The rest of the school cast all appear to be people from the comics, or based heavily on people from the comics, but generally do nothing but stand around and watch the action. It probably didn’t help that the only students we ever see, which in theory includes the most popular ones, are part of the Academic Decathalon team. Not a single jock that I can remember.
The Vulture’s crew, too, with the exception of the poor nerd making the toys, felt utterly replaceable. That actually happen, in fact, with the two generic villains that both get to be The Shocker for a while. They were so forgettable that I literally forgot about one of them by the time he reappeared an hour later at the end of the movie.
The film also does seem like, at a few points, it digs Peter into a hole so big they can’t figure out how to dig him out. Peter’s character arc involves overextending himself and making mistakes because of it, then struggling to find a way to fix it. But, twice in the movie, Iron Man has to swoop in and save the day for him, just in the nick of time. It makes for some good drama, and also builds up the story that Peter’s trying hard to impress Tony but all Tony sees is his mistakes. One of those incidents is key to the plot, but makes the other seem redundant, and somewhat diminishes Peter’s own struggle to figure out how to fend for himself, like Peter was never in any “real” danger because the “big boys” were hanging around waiting to bail him out
And finally, while I understand that this story is Peter’s story, and not the Avengers story, at times is stretched credulity to think that a villain like Toomes has been running alien-enhanced guns for 8 years and no one in the Avengers has noticed.
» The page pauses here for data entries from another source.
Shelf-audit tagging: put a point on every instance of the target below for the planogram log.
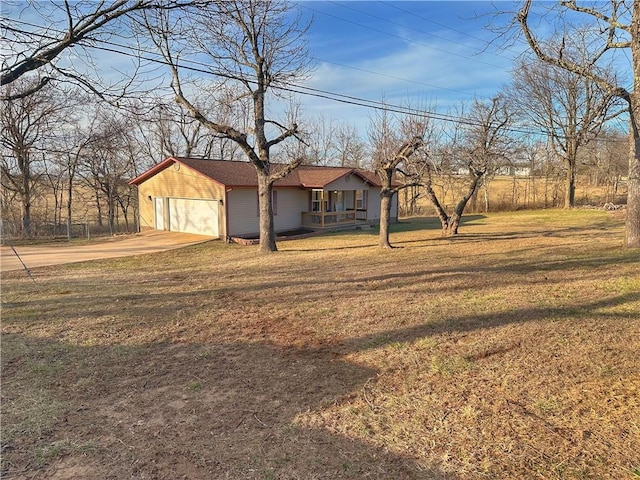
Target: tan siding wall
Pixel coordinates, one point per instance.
(243, 210)
(242, 205)
(182, 183)
(354, 183)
It’s even more suspicious that, once Peter makes Tony aware, he doesn’t do anything himself, forcing Peter to confront the threat directly. Tony half-explains this to Peter, that the Avengers aren’t there to replace or interfere with the local law enforcement agencies. But Chitauri weapons in the hands of bank robbers is exactly the kind of thing that the Avengers should be handling.
In the end, the film managed to put together all of the big pieces you need for a good movie, but too much fell flat for me to call it great. It’s easily on par with it’s companion movies in the MCU, but I wouldn’t quit rank it near the top of that list. As a comedy, it was better than Guardians vol 2 and Ant-Man but not Guardians vol 1. As a solo movie, it was better than Thor or Iron Man 3, and edges out Ant-Man here too, but its not as good as Doctor Strange or any of the Captain America movies.
The good news, though, is that Marvel has yet to release a bad movie; even the lowest quality Marvel movies are still well above average for action movies, and the good ones like Homecoming are a delight to watch. You should absolutely put this on your list — it may be one of the best Spider-Man movies yet made.